Zo kan het gebeuren dat “Brighter Day” mooie gitaarliedjes bevat als Lovers’ Cabaret, maar ook een flauw verhaaltje over Robin Hood die in Sherwood Forest een weedplantage had. Sowieso bekruipt je het gevoel dat Keith in die jaren liever luierde met een fijne spiff in zijn hoofd. Voor plaat twee kreeg hij een half jaar betaald verlof in Los Angeles en dat vond hij reuze krap. Het lijkt wel alsof hij tegen wil en dank werd gedwongen de rockdroom te beleven. Ergens in 1975 loopt hij in New York Jimmy Page van Led Zeppelin tegen het lijf, die hem complimenteert met zijn plaat. Christmas heeft geen idee wie Page is.
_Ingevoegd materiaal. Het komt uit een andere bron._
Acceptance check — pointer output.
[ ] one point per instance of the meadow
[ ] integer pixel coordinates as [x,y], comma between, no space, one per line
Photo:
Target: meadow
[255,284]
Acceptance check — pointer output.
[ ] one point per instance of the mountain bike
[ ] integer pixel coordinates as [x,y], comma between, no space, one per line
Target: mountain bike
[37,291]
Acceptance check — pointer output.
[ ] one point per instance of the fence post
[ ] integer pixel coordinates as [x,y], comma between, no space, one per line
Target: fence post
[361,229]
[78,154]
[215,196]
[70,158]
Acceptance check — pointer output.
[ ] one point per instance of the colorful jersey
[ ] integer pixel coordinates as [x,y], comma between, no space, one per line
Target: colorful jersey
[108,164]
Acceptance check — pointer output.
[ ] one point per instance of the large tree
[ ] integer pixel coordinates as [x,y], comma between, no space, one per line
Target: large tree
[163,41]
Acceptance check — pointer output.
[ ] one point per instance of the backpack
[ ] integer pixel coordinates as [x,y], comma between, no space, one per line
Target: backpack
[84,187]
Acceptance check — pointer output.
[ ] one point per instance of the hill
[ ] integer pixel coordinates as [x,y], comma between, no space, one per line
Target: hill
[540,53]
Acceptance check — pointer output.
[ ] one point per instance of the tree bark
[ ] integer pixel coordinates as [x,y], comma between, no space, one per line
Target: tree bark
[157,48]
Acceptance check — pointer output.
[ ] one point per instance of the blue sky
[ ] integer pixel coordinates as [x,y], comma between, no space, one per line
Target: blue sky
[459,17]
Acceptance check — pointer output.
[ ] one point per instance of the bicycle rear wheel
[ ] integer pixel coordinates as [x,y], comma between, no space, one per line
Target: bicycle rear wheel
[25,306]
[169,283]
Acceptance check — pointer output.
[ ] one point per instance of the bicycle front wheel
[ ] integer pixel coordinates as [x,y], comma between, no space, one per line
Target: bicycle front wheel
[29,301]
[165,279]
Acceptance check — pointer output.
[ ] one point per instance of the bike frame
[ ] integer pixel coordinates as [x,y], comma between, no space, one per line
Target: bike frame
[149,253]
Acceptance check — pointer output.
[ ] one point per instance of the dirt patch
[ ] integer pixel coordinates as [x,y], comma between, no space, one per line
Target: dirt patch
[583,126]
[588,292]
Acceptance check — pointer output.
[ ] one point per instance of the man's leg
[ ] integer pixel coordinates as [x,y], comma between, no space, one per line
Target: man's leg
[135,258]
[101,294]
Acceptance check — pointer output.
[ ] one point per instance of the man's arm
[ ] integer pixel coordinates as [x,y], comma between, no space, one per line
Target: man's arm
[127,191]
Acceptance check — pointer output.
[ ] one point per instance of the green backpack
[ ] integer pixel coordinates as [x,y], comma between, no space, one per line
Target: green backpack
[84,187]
Hoezo ‘eigen wereldje’?
Naast de in mindere of meerdere mate akoestische liedjes bevat “Brighter Day” ook wat pop en funk, waaronder het swingende titelnummer. Een aantal stukken staat er zelfs twee keer op, hoewel de redenen daarvoor niet worden uitgelegd in het bijbehorende boekje. Ook voor de volledigheid, dunkt me, want zo bijzonder zijn die liedjes niet.
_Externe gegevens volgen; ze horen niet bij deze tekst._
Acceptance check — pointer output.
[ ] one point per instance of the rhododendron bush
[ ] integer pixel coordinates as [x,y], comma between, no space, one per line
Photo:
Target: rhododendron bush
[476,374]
Dit is weer een uitgave van Esoteric en ik moet zeggen dat deze me tegenvalt, vooral in uitvoering. De geluidskwaliteit is, zeker op “Brighter Day”, bij vlagen niet indrukwekkend, het essay in het boekje geeft Christmas alle ruimte, maar is verder niet heel erg informatief. Schrijver Marco Ross verzwijgt bijvoorbeeld dat deze platen in 2004 ook al eens zijn heruitgebracht, zegt niets over het succes (of gebrek daaraan) dat Christmas met zijn platen had, maakt geen woorden vuil aan de gelatenheid waarmee Christmas zijn pieken en dalen onderging. Daarbij snap ik het nut van deze heruitgave niet.
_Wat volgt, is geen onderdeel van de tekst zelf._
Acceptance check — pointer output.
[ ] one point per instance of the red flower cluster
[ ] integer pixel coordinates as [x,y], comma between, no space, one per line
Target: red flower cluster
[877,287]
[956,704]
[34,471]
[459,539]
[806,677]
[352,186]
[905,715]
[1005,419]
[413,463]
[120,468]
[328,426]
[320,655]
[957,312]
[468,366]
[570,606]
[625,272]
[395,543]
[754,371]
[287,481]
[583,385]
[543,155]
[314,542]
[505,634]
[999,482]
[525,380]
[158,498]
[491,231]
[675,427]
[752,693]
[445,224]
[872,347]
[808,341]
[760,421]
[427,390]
Aan het talent van zijn muzikanten licht het niet, want de opsomming van de participanten klinkt als een ‘Wie Is Wie’ van de studio-scene uit die tijd. Mel Collins, Neil Hubbard, Ian McDonald, Alan Spenner, het zijn niet de minsten. Dat geldt ook voor de line-up van “Stories From The Human Zoo”, waar zowaar Steve Cropper en Donald “Duck” Dunn van Booker T & The MG’s (vooral bekend uit “The Blues Brothers”, natuurlijk) opduiken. De stukken die ze moeten spelen zijn echter onder de maat.
Keith is op zijn best als hij, alleen met een gitaar, een fraai liedje kan zingen. Zijn zang is niet best, maar hij klinkt tenminste op zijn gemak. Voor de rest lijkt hij er niet echt bij betrokken te zijn geweest. Ergens in het interview in het boekje zegt hij dat hij zelf zijn platen nooit meer beluisterde, het eigenlijk helemaal niks vond. Dat sentiment snap ik helemaal. Ik zal niet beweren dat dit muziek zonder waarde is, zeker “Stories From The Human Zoo” heeft zo zijn momenten, maar veel is het niet. Voor de volledigheid, dan maar.